Hoewel de regering de nadruk heeft gelegd op landbouwontwikkeling, plattelandsreconstructie en armoedebestrijdingsprogramma's, is het lot van de dorpsbewoners in de praktijk niet veel verbeterd. De plattelandsbewoners voelen ook veel belang aan de ombuiging van plattelandsfondsen naar stedelijke infrastructuur van onderwijs, gezondheidszorg, huisvesting en transportfaciliteiten, enz. Sommige mensen beschrijven de stedelijke vooroordelen als een gemoedstoestand, maar het feit is dat het spanningen en conflicten creëert.
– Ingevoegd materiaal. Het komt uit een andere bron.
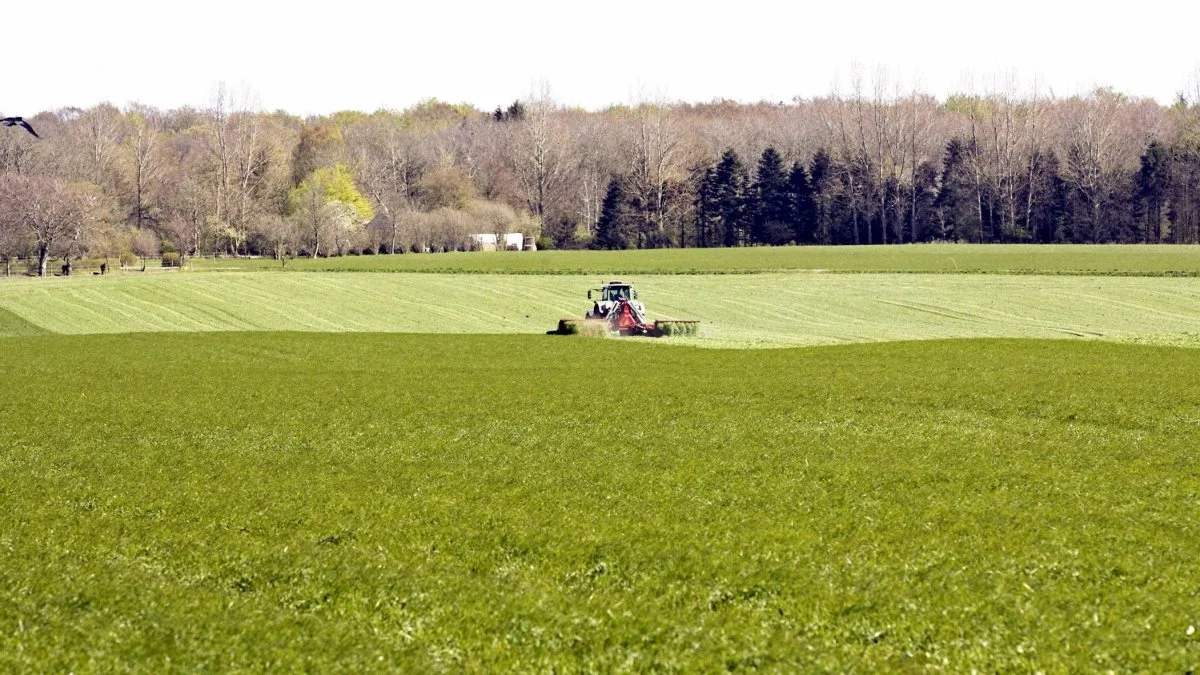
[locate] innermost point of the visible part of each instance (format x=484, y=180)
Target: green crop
x=365, y=502
x=736, y=310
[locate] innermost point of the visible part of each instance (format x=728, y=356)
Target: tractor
x=617, y=311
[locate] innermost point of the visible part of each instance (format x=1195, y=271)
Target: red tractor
x=617, y=311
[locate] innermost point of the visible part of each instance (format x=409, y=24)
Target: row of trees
x=874, y=165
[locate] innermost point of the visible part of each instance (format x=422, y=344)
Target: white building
x=511, y=242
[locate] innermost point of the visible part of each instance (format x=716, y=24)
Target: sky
x=313, y=58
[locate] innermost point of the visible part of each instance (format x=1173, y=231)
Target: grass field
x=1107, y=260
x=387, y=488
x=736, y=310
x=348, y=502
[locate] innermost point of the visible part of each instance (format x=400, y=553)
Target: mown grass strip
x=928, y=258
x=735, y=311
x=405, y=502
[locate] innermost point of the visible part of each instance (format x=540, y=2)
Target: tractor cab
x=610, y=294
x=615, y=291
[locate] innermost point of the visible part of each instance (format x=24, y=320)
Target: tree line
x=871, y=166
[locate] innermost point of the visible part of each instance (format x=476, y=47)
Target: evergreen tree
x=957, y=201
x=1153, y=183
x=801, y=204
x=822, y=179
x=732, y=184
x=771, y=210
x=922, y=211
x=1045, y=199
x=709, y=231
x=616, y=226
x=515, y=112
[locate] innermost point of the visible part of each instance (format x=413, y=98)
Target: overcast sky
x=354, y=54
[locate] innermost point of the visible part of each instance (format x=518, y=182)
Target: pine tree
x=615, y=228
x=1045, y=199
x=823, y=180
x=957, y=204
x=1153, y=181
x=732, y=183
x=772, y=222
x=801, y=205
x=922, y=210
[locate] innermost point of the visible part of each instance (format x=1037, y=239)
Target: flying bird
x=21, y=123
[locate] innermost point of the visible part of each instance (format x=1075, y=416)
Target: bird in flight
x=21, y=123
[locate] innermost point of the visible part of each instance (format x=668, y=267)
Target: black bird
x=21, y=123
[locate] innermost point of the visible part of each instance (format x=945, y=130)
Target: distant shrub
x=678, y=328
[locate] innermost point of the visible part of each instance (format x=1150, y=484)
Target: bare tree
x=54, y=214
x=144, y=157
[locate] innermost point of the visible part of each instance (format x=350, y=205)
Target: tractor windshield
x=613, y=293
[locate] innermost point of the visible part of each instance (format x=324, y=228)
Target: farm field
x=995, y=258
x=347, y=502
x=345, y=471
x=760, y=310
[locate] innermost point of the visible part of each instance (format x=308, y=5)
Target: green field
x=1107, y=260
x=346, y=502
x=346, y=471
x=777, y=309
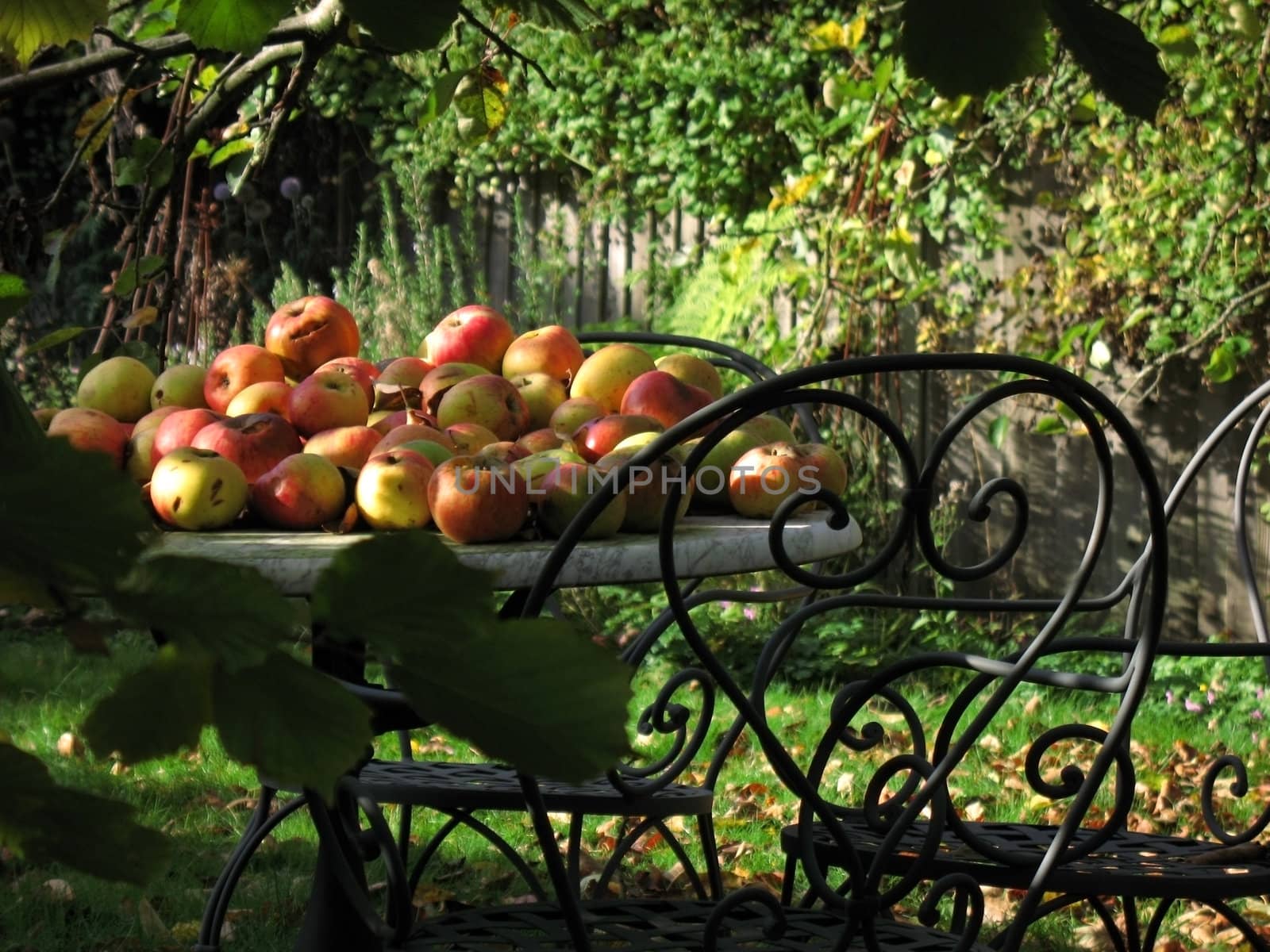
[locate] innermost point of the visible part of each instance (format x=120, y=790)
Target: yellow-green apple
x=179, y=429
x=562, y=494
x=309, y=332
x=711, y=478
x=595, y=438
x=649, y=488
x=44, y=416
x=438, y=380
x=385, y=422
x=302, y=492
x=543, y=395
x=237, y=368
x=478, y=501
x=156, y=416
x=491, y=400
x=692, y=370
x=469, y=438
x=344, y=446
x=391, y=492
x=573, y=413
x=606, y=374
x=325, y=400
x=362, y=371
x=552, y=351
x=268, y=397
x=429, y=448
x=664, y=397
x=398, y=436
x=537, y=441
x=137, y=455
x=256, y=443
x=473, y=334
x=197, y=489
x=92, y=431
x=179, y=385
x=118, y=386
x=764, y=478
x=770, y=428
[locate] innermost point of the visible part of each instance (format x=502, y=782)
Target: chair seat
x=1127, y=865
x=483, y=786
x=662, y=926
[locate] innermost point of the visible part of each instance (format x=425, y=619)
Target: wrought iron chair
x=645, y=795
x=908, y=828
x=1134, y=867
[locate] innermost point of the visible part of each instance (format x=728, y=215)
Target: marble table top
x=704, y=546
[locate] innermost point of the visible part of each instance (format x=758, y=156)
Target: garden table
x=704, y=546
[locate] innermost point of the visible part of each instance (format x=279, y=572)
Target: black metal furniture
x=910, y=806
x=1113, y=862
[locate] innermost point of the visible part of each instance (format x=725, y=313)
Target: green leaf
x=441, y=95
x=14, y=296
x=533, y=693
x=149, y=162
x=230, y=611
x=232, y=25
x=59, y=336
x=25, y=25
x=67, y=517
x=975, y=46
x=156, y=711
x=1119, y=59
x=997, y=432
x=44, y=823
x=137, y=273
x=296, y=725
x=404, y=25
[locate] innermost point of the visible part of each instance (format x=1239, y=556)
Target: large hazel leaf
x=389, y=588
x=1119, y=59
x=294, y=724
x=25, y=25
x=229, y=611
x=975, y=46
x=156, y=711
x=533, y=693
x=404, y=25
x=46, y=823
x=234, y=25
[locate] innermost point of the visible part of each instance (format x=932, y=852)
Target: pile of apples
x=483, y=435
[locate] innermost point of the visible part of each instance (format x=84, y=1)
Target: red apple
x=235, y=370
x=476, y=501
x=309, y=332
x=552, y=351
x=393, y=492
x=302, y=492
x=470, y=437
x=473, y=334
x=573, y=413
x=325, y=400
x=764, y=478
x=179, y=429
x=598, y=437
x=606, y=374
x=256, y=443
x=664, y=397
x=344, y=446
x=268, y=397
x=562, y=494
x=92, y=431
x=491, y=400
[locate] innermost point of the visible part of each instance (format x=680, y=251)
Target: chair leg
x=260, y=827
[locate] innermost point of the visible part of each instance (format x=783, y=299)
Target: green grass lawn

Over het algemeen bestuderen onderzoekers aanpassingen die dorpen moeten aanbrengen als gevolg van veranderingen die plaatsvinden in steden. Maar Victor S. D 'Souza onderzocht hoe veranderingen op het platteland hun impact op de stedelijke centra veroorzaken. Hij vond grootschalige transformatie in stedelijke functies en het vergroten van handel en commercie die de meeste steden overheersten vanwege de impact op het platteland.

Aan de andere kant vonden wetenschappers zoals BR Chauhan (1970) en NR Seth (1969) een gebrek aan zinvolle en intieme interactie tussen mensen in de steden en die van de dorpen. NR Seth heeft zelfs gewezen op sociale, politieke en economische verschillen die de stedelijke en landelijke gemeenschappen in India verdelen.

Niettegenstaande deze disjunctie wordt een intieme en complementaire relatie tussen de twee segmenten beschouwd als een normale en wenselijke stand van zaken. Een stad en een stad fungeren over het algemeen als servicecentra voor hun omliggende dorpsgemeenschap. LK Sen (1971) heeft aangetoond dat een groot dorp, net als een stad en een stad, ook centrale functies vervult voor zowel de stad als de omliggende kleinere dorpen.